In der zweiten Welle sind die Straßen voll. Die Wirtschaft arbeitet weiter und das ist politisch auch so gewollt. Selbst Deutschland kann es sich kein zweites Mal leisten, die wirtschaftlichen Schäden eines kompletten Lockdowns mit weiteren Krediten im Staatshaushalt aufzufangen.
Nach fast einem Jahr Pandemie ist vieles zur Gewohnheit geworden und die Menschen haben gelernt, im ständigen Ausnahmezustand zu leben. Sie sind abgestumpfter gegenüber der Gefahr, aber gleichzeitig auch pandemiemüde und deprimiert. Haben keine Kraft und keine Lust mehr für eine weitere Anstrengung. Für noch mehr Wochen in der Einsamkeit eines Singlehaushalts oder im familiären Chaos mit allem, was geschlossene Schulen und Kindergärten mit sich bringen.
Der Widerstand wächst
In der Politik, aber auch in der politischen Kommunikation sind viele Fehler gemacht worden. Mehr Menschen hinterfragen zum Teil widersprüchliche und schwer nachvollziehbare Maßnahmen. Warum muss der Friseur geschlossen bleiben, aber im Supermarkt an der Kasse dürfen sich die Menschen drängeln? Warum darf man nicht ins Restaurant, sitzt aber dicht gedrängt in Bus und Bahn? Warum werden die besonders Gefährdeten, die Alten und Kranken, nicht viel besser geschützt? Hochwertige medizinische Masken und Testpflicht in den Heimen? Hätte man auch schon früher haben können.
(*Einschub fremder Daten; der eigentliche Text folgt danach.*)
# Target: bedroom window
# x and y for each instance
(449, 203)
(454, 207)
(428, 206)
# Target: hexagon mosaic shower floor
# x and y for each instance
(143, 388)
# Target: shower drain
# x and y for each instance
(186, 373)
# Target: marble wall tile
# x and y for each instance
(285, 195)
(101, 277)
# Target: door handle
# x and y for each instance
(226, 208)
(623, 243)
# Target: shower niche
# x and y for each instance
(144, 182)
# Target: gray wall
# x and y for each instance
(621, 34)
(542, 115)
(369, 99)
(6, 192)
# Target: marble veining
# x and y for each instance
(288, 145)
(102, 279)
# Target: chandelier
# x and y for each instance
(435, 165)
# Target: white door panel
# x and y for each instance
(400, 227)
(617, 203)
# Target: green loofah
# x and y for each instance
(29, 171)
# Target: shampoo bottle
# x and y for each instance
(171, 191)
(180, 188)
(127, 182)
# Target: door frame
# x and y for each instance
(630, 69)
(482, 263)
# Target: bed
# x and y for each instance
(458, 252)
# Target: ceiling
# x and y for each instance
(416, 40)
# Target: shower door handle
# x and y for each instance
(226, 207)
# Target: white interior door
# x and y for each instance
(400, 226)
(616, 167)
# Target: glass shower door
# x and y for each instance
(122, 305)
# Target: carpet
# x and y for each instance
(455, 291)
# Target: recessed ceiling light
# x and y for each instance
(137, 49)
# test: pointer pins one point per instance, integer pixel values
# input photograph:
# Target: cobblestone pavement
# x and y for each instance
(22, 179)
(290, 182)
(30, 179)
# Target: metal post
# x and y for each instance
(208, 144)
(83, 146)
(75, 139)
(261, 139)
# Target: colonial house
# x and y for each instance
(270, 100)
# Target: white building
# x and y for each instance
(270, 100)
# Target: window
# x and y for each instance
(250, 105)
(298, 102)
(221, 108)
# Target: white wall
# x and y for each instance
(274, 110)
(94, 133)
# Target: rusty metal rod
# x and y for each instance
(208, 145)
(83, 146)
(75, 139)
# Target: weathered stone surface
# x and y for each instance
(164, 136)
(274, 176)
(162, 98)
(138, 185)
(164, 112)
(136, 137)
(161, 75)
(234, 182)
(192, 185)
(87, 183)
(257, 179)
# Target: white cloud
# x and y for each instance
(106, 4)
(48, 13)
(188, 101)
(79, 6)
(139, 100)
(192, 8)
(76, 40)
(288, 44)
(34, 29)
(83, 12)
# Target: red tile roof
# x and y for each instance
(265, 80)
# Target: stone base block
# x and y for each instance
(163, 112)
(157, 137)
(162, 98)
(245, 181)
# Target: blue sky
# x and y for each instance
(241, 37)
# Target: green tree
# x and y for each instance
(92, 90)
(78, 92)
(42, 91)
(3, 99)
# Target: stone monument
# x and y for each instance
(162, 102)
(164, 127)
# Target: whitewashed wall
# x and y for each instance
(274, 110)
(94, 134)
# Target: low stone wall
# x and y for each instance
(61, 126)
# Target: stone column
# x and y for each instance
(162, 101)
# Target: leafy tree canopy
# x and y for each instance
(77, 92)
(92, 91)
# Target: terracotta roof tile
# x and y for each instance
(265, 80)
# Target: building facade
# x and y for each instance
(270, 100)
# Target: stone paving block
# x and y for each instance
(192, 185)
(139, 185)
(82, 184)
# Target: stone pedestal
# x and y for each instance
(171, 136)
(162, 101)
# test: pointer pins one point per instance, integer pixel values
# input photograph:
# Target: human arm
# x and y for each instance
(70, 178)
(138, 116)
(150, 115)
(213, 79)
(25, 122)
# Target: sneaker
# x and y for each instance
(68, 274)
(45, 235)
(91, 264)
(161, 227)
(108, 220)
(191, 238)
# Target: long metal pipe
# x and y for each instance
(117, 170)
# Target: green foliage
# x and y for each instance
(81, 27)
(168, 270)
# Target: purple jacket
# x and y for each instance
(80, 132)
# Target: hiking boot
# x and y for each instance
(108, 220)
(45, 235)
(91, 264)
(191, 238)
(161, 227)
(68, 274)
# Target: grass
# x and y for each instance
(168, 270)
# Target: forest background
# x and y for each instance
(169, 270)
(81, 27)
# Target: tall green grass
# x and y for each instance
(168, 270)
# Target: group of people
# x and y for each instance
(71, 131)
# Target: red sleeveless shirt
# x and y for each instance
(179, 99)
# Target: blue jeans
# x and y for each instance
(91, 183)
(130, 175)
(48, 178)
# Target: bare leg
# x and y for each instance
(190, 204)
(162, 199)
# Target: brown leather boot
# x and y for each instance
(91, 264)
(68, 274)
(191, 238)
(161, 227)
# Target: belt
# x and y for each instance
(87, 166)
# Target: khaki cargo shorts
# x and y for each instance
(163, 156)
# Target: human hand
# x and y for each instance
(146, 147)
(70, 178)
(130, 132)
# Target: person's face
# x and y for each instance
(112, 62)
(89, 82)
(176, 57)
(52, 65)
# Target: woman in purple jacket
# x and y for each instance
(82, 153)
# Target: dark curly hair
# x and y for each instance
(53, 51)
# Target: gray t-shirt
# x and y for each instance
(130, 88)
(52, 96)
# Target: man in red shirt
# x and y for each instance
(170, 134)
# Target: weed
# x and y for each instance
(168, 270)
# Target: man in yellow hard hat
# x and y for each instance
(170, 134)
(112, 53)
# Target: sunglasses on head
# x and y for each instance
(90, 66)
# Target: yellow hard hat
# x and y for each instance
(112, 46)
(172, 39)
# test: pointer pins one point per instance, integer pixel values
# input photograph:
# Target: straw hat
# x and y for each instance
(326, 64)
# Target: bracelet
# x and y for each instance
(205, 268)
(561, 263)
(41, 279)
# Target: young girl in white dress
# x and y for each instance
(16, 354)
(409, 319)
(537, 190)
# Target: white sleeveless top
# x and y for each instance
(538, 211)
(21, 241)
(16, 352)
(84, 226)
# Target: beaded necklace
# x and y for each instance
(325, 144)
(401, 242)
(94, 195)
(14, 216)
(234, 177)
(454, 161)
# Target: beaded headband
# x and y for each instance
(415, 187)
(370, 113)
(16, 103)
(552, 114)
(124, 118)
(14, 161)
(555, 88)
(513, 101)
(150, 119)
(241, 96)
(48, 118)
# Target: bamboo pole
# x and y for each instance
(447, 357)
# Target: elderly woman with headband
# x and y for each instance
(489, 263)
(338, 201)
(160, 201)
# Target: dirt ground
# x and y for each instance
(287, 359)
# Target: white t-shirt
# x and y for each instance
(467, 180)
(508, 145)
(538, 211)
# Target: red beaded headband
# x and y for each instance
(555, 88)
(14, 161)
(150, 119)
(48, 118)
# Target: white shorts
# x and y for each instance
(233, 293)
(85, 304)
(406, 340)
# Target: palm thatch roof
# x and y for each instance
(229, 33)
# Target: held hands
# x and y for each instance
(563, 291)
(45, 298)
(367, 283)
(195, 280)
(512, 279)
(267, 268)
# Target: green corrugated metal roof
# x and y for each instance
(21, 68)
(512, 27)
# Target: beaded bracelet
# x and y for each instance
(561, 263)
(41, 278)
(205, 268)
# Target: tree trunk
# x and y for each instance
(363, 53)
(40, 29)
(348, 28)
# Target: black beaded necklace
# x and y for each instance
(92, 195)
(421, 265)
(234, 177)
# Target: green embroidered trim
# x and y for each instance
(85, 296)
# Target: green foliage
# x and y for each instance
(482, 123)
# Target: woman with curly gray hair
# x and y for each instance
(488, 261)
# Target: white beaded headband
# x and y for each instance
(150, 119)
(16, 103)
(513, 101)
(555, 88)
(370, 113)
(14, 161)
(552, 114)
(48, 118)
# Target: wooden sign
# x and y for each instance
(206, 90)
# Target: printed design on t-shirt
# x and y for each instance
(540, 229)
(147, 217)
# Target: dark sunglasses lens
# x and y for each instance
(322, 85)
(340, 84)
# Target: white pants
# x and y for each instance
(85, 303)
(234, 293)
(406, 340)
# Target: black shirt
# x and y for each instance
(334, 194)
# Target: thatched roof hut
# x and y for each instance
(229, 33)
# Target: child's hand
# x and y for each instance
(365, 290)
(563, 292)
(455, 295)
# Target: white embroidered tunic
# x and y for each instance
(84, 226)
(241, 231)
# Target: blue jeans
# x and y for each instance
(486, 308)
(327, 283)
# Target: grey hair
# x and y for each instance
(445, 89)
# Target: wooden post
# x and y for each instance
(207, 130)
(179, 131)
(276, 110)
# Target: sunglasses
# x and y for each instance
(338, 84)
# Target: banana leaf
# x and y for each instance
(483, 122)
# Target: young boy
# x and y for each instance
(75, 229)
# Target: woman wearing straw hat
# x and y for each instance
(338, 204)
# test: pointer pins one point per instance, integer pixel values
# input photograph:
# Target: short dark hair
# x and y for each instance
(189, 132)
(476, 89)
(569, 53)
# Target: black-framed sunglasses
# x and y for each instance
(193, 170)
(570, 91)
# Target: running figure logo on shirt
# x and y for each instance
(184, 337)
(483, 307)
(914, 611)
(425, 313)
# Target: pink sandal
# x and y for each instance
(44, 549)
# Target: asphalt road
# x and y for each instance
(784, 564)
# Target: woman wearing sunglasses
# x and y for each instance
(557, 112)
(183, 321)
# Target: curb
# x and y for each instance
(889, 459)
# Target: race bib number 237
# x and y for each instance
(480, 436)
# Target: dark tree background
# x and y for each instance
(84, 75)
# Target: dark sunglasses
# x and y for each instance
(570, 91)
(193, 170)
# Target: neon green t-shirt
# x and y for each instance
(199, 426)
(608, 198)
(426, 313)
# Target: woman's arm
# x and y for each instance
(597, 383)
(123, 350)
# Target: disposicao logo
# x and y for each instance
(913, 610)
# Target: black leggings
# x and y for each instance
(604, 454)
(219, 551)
Der Unmut wächst auch in der Wirtschaft. Branchen, die im Lockdown sind, stehen finanziell mit dem Rücken zur Wand und müssten eigentlich Insolvenz anmelden. Kunst- und Kulturbetriebe, die gesamte Veranstaltungsbranche existieren praktisch nicht mehr. Hilferufe verhallen und es macht sich die bittere Erkenntnis breit, dass Gastronomie und Kultur nicht systemrelevant sind. Während die Lufthansa ihre Milliardenhilfen flott auf dem Konto hatte, wartet mancher Wirt heute noch auf die im November versprochene Unterstützung.
Die schwersten Monate
Auch wo es wirtschaftlich noch läuft, kann die Politik nicht mehr punkten. Die Rufe nach Lockerungen werden immer lauter. Mehr Homeoffice für die Mitarbeiter? Nicht so gerne, denn das könnte ja nach der Pandemie zur Gewohnheit werden. Selbst wenn jetzt verfügt wird, dass Arbeitgeber ihren Angestellten bei angespannter Infektionslage Heimarbeit anbieten müssen, werden uneinsichtige Arbeitgeber Mittel und Wege dagegen finden. Im Zweifel lassen betriebliche Abläufe kein Homeoffice zu.
Die nächsten Monate würden die schwersten in der Pandemie werden, hieß es schon im Dezember. Was das wirklich bedeutet, wird jetzt deutlich. Menschen brauchen Ziele. Positive Ziele. Dinge, auf die sie sich freuen können. Draußen ist es kalt, nass und grau. Kein Problem, wenn es drinnen fröhlich und gesellig zugeht, die nächsten Ferien, der nächste Urlaub greifbar sind. Nichts von dem ist derzeit in Aussicht. Im Gegenteil. Die Luft ist raus. Auch weil wirkliche Erfolge ausbleiben. Die Politik setzt auf das Prinzip Hoffnung und darauf, dass alle durchhalten. Irgendwie.